NFL owners agreed. The move to replay was supposed to take the human element out of it. The video proof was supposed to avoid controversy, make everything perfect in pro football.

Nope.

The Packers, not the Cowboys, are going to the NFC championship and will take on the Seattle Seahawks next Sunday with a chance to advance to the Super Bowl.

For a minute, it looked as if the Pack weren't going to get there. The controversy stems from a play in the fourth quarter, involving Dallas star receiver Dez Bryant.

On a 4th and 2 play at the Packers' 32-yard-line, Cowboys QB Tony Romo looked as if he delivered on what was going to setup the potential game-winning TD.

Bryant leaped over the defender and grabbed a 31-yard pass. As he was going to the ground and trying to reach for the goal line, the ball touch the ground as he landed.

Initially, it was ruled a catch down at the one-yard line. It was supposed to be first and goal for the Cowboys.

Packers' coach Mike McCarty, though, threw the challenge flag.
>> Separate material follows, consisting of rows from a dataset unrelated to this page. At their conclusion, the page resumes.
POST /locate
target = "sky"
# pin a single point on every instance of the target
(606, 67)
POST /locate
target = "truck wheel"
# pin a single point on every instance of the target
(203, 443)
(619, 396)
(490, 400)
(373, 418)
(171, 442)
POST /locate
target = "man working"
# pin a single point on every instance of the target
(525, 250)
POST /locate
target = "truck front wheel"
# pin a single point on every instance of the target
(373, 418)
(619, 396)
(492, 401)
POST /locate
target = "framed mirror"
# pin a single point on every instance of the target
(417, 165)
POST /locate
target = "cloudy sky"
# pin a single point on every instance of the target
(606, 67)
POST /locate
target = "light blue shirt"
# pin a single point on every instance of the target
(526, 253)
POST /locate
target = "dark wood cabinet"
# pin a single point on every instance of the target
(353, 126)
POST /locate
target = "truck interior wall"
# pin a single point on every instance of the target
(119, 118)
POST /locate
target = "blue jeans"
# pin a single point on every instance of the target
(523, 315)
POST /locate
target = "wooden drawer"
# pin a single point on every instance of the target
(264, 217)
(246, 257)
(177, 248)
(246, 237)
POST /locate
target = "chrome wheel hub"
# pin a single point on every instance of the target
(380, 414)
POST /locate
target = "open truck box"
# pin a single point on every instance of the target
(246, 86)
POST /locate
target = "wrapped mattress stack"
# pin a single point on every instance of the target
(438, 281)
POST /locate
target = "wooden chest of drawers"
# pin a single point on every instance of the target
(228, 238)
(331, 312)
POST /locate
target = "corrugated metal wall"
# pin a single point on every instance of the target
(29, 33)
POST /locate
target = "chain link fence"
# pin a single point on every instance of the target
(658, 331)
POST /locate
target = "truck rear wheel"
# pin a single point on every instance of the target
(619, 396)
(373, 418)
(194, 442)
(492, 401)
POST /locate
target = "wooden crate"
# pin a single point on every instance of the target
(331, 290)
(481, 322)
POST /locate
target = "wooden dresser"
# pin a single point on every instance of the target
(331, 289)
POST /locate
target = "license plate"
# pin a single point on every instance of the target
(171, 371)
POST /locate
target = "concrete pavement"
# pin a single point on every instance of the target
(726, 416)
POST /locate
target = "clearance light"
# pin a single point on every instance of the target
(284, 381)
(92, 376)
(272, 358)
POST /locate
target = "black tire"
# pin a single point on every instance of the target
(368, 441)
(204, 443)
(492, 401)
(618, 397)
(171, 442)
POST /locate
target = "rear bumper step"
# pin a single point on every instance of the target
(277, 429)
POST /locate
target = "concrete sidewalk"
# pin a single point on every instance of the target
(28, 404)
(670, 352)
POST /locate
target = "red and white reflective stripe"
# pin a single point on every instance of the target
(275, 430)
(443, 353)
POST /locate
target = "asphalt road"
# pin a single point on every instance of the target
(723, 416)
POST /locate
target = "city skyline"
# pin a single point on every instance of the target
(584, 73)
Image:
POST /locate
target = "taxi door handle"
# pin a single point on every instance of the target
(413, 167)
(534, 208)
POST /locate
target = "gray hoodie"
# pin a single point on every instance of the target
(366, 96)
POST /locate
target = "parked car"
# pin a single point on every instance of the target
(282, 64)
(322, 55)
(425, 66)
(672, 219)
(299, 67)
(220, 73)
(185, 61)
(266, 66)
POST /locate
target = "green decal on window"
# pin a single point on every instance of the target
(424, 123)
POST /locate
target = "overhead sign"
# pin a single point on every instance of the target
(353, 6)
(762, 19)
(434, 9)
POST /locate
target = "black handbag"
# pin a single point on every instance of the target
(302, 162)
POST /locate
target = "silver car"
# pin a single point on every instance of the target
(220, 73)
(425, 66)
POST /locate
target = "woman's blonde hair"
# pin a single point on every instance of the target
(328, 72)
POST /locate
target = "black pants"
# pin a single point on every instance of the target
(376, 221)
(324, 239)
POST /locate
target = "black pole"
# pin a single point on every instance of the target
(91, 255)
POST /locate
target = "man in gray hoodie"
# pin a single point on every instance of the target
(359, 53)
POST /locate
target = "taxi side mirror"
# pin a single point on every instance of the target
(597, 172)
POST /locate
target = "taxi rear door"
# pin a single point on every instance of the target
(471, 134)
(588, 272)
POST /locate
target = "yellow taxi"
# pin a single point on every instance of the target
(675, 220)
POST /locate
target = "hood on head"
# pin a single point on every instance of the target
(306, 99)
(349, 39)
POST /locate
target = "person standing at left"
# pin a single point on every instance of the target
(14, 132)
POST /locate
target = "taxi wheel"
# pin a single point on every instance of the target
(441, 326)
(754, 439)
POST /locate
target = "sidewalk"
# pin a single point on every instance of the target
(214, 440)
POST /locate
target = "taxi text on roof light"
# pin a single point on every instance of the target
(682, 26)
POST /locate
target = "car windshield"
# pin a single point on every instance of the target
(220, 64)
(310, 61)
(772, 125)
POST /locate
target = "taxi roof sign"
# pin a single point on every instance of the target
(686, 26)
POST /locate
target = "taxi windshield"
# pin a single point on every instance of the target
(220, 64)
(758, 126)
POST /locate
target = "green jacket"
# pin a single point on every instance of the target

After review, the call was reversed.

Sure, it looked like a catch with the naked eye. No doubt.

But if you're honest – and not a Cowboys' fan – the reversed call was correct.

This isn't new. It happened five years ago in Chicago. Calvin Johnson had a game-winning touchdown taken away for not "completing the process."

Plain and simple: the ball can't come loose when you land on the ground. You must secure the ball.

Just like Johnson on that play in 2010, Bryant didn't secure it as well.

You can't blame the refs. You would have to blame the rules committee that wrote the language of the rule.

NFL head of officials Dean Blandino explained it simply on Twitter.

To his credit, Cowboys coach Jason Garrett didn't blame the officials for his team's divisional loss, even though he thought Bryant made the catch.

"The game wasn't about officiating," Garrett told the media. "We had 60 minutes. We had an opportunity to come up here and win a football game and at the end of the day we didn't get the job done."

Bryant, of course, was shocked when his fantastic moment was taken away, reversed. "C'mon man. I think that was a catch," Bryant said. "They took it away."

It sounds good – and in the heat of the moment – it plays to the masses.

Fans and other players around the league all chimed in. Most were in disbelief, many with anger and frustration.

We get it. Most want players to decide games, not refs, especially at the end of a game.

But they are there to make calls – in the first minute or the last minute.

And the silly notion that by having replay you would eliminate the human element, human error – if you will – and be spared controversy was never real.

First, humans were still going to be looking at the replays. So there was a chance that even a review of a play could still be missed or called incorrectly.

Let's face it. Humans make mistakes. That's why they put erasers on pencils.

In this case, there was no mistake by the officials who reversed the call. They were correct by rule.

It just ironic that the Cowboys got the benefit of a call reversal in their win over the Detroit Lions the week before to advance and then have fate do an abrupt 180.

The bottom line is that replay is here to stay and fans now have to just live with it. After all, it's what you wanted.